First-Party Fraud: Uncovering the Risk Behind Genuine Identities

First-Party Fraud: Uncovering the Risk Behind Genuine Identities

The Reserve Bank of India (RBI) reported 23,953 fraud cases amounting to over USD 4 billion in FY 2024-25, a sharp increase from USD 1.39 billion the previous year, despite a decline in the number of cases.  

Digital transaction frauds, primarily involving card and internet-based payments, were the most frequently reported. These often involve unauthorized access to customer data by third parties, but they can also be committed by the customers themselves. In many instances, individuals misuse their own credentials to falsely dispute transactions, claim refunds, or exploit system loopholes for financial gain. Such behaviour falls under first-party fraud, where the perpetrator appears to be a legitimate customer. 

What are first-party frauds and their types?

First party fraud happens when a person or a business gives false information or hides facts to gain financial or material benefits. Unlike traditional fraud, which usually involves someone using stolen details, first-party fraud is committed by individuals using their real identities, such as their actual names, contact details, and active accounts. This makes it harder to detect, as the fraud comes from someone who appears to be a genuine customer. 

Types of First party fraud:

  1. Chargeback fraud: This occurs when a customer makes a purchase using their credit card and later falsely claims to the card issuer that the transaction was unauthorized, to get a refund while keeping the product or service. 
  2. Government loan fraud: In this type, an individual provides false personal or financial information to access benefits from loans or stimulus programs when they are not eligible. 
  3. Fronting scam: This involves using someone else’s identity, often a family member or friend, to open an account or access a service, usually to gain financial advantages like lower insurance premiums.
  4. Bust-out fraud: Opening a credit account and responsibly use it over time to build a good credit history. Once access to higher credit limits is gained, they max out and disappear. 

Why are they difficult to detect?

First-party fraud is hard to detect because it uses real personal information and appears to come from genuine customers. Unlike third-party fraud, which often involves stolen identities and triggers security alerts, these transactions look legitimate, using valid names and active accounts.  

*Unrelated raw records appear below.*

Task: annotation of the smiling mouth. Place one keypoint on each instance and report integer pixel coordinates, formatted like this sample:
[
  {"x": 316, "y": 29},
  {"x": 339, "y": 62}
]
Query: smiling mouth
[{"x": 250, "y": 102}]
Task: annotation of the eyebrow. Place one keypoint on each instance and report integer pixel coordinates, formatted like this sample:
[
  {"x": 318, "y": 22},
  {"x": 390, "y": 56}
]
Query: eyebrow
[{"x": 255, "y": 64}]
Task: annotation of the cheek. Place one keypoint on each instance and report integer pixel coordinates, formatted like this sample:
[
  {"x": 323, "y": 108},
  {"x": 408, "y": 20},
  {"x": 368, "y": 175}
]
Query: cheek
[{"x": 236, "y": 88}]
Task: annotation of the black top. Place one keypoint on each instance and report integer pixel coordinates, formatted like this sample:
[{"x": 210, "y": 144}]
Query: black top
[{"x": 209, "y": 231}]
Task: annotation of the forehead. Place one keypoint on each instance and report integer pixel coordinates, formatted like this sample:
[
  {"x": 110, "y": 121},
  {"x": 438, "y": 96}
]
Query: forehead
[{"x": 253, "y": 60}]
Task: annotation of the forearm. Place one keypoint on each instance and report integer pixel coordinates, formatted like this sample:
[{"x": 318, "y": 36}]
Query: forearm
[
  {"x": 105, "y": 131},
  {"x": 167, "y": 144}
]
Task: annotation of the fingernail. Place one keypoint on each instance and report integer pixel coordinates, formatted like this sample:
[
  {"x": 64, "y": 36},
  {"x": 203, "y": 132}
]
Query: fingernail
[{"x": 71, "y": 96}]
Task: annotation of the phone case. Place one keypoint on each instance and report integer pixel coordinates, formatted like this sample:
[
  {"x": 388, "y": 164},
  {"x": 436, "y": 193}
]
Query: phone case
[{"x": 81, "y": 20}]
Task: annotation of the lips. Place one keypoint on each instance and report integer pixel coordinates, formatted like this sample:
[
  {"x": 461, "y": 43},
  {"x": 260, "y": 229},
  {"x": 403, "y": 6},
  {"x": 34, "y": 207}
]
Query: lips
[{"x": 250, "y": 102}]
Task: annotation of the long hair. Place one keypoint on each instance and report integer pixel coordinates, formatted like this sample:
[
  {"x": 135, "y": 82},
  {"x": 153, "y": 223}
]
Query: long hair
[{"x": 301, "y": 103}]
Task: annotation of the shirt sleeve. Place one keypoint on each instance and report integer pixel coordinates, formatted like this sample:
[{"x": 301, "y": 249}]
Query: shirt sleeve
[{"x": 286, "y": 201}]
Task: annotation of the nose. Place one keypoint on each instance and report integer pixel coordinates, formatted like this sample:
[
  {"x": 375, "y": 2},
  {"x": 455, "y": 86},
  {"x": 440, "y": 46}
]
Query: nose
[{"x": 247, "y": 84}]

With no clear signs of deception, such cases are often missed or misclassified as credit issues. Fraudsters may even build trust before acting, making detection tougher.

Impact on Business

First-party fraud causes financial losses from unpaid loans, false refunds, and defaulted credit. Since fraudsters often appear as genuine customers, recovery is difficult, and losses are usually written off.  

Managing these cases requires extra resources, increasing costs, and slowing operations. It also affects customer trust; strict fraud controls can frustrate genuine users and complicate onboarding. Non-compliance with regulations like KYC and AML may lead to penalties and regulatory scrutiny. 

Best industry practices include:

  1. Enhanced customer verification: Implement enhanced procedure to verify customer identities more accurately. This helps prevent fraudsters from exploiting weak onboarding systems.
  2. Behavioural analysis: Entities need to analyze transaction patterns. Frequent disputes, mismatched/incomplete addresses, or unusual spending habits can be early indicators of fraud.
  3. Stronger return and refund policies: Clearly define and communicate return and refund policies, especially for high-risk items. Require proof of purchase and condition checks before processing returns. 
  4. Employee training: Train frontline staff and fraud teams to recognize suspicious behaviour and respond appropriately. Employees should be aware of common fraud tactics and know how to escalate cases when needed.  

Conclusion

As India’s financial landscape becomes increasingly digital, organizations must enhance verification methods, adopt advanced fraud detection technologies, and promote awareness among staff and customers to stay ahead of emerging risks.  

While first-party fraud remains a complex challenge for financial institutions, it can be effectively managed with the right tools, strategies, and partnerships.